In 1984, they were asked to put on a Scandinavian performance during the Laguna Festival's Saturday night Valentine's Party. With nine couples, they cooreographed a suite which was well received. Wanting to continue, they formed the Scandia Dancers which was invited to perform for the Folk Music Week in Al, Hallingdal, Norway from May 27 through June l, 2002, along with Mikkel Thompson's Leikarring group from the San Francisco Bay area. During the six-day event, Scandia performed along with 325 other dancers from Moldavia, Estonia, and Finland (the Finns wanted to know why Donna's group performed Finnish dance). In actuality, Scandia had one Finnish suite, one Karelian suite, and two mixed suites of Swedish, Norwegian, and Danish. Scandia is a group of older, accomplished dancers and performers (originally 18 couples). Donna says that her co-director, Stefanie Holzman, should get most of the credit because she wrote the grant requests (sending six-years worth of performance videos of Donna's arrangements and choreographies) and rehearsed the group.

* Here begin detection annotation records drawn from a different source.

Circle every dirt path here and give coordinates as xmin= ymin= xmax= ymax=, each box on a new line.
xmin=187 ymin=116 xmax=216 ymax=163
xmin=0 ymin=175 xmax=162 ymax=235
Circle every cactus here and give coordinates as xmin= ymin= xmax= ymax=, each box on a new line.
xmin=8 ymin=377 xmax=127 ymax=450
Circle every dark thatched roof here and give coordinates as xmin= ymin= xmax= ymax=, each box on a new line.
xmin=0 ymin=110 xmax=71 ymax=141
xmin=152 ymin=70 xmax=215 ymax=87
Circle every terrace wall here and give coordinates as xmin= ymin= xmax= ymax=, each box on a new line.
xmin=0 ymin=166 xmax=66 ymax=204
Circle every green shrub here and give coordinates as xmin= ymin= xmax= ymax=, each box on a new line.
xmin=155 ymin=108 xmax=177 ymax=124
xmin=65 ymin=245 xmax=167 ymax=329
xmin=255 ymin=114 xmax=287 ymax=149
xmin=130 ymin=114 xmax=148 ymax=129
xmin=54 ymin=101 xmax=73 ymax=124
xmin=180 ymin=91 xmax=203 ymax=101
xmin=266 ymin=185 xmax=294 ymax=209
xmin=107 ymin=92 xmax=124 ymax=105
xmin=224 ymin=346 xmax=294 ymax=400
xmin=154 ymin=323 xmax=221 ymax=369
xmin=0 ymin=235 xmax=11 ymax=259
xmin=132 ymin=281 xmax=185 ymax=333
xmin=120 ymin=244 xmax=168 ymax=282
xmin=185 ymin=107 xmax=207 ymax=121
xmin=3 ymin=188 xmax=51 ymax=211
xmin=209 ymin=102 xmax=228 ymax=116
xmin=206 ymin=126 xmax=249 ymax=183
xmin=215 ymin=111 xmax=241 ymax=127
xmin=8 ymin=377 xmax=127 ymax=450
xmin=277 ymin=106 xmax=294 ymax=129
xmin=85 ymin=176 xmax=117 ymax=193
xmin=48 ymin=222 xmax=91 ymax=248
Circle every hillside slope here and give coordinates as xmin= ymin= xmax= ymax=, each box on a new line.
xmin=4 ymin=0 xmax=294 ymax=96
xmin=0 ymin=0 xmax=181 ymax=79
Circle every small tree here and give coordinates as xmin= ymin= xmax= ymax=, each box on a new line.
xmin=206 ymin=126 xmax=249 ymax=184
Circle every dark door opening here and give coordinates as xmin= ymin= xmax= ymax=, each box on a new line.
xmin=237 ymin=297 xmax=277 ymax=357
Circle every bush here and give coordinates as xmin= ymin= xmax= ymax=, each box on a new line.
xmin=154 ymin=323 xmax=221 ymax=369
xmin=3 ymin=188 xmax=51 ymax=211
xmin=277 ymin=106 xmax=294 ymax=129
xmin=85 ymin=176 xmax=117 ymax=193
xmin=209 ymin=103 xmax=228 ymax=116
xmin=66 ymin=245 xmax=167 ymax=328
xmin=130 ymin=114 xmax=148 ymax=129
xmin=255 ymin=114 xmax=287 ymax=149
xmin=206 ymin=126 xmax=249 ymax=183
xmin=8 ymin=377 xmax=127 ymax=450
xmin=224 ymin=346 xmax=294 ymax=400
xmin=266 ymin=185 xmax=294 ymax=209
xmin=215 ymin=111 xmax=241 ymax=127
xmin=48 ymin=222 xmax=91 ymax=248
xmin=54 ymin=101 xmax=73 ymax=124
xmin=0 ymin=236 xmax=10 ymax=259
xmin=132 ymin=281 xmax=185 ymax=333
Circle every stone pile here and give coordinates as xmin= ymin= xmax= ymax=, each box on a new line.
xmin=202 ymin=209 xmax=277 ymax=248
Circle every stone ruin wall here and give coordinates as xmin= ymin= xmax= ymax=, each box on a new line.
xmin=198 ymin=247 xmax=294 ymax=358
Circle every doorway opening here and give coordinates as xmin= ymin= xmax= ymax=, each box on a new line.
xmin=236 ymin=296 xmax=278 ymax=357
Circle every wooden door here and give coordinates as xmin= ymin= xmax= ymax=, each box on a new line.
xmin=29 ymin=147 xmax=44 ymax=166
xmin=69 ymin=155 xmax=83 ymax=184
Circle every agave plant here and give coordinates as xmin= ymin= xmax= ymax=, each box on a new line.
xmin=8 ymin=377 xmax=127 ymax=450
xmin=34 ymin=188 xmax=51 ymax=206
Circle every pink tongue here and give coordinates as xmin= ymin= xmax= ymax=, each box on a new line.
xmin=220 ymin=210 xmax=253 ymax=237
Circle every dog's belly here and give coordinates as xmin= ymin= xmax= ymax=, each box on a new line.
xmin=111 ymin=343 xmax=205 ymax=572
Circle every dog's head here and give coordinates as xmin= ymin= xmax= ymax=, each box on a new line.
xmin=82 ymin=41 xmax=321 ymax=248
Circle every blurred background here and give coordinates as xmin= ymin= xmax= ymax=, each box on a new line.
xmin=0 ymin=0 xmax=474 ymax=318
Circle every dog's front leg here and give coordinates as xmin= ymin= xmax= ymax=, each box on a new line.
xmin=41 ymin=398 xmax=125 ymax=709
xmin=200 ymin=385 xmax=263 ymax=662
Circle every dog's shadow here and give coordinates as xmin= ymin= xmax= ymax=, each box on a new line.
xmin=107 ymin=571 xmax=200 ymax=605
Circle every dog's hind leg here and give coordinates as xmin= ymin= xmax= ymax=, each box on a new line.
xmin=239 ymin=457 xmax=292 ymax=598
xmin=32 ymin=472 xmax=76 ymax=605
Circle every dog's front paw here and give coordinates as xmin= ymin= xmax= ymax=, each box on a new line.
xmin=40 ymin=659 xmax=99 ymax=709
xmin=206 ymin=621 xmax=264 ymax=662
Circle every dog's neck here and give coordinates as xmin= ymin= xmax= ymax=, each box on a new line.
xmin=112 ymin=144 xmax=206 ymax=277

Years of ballet and folk dance have taken their toll on Donna's hip joints. She had her right hip replaced in 1993. In February of 2001, she had her left hip replaced but she was dancing and teaching again by the fall.

Although busy with dance, Donna does not shirk her community duties. She and her husband, Doug, are members of the Rotary Club of Brea, California. They have two children, Philip and Louise.

Dances Donna has taught include Barjače, De-a Lungul, Hora pe Gheaţa I, Hora pe Gheaţa II, Paiduşca, Potrkan Ples, Reinlendar, Somogyi Karikázó, Srečna Ljubov, Szatmári Körcsárdás, and Szegény Csárdás.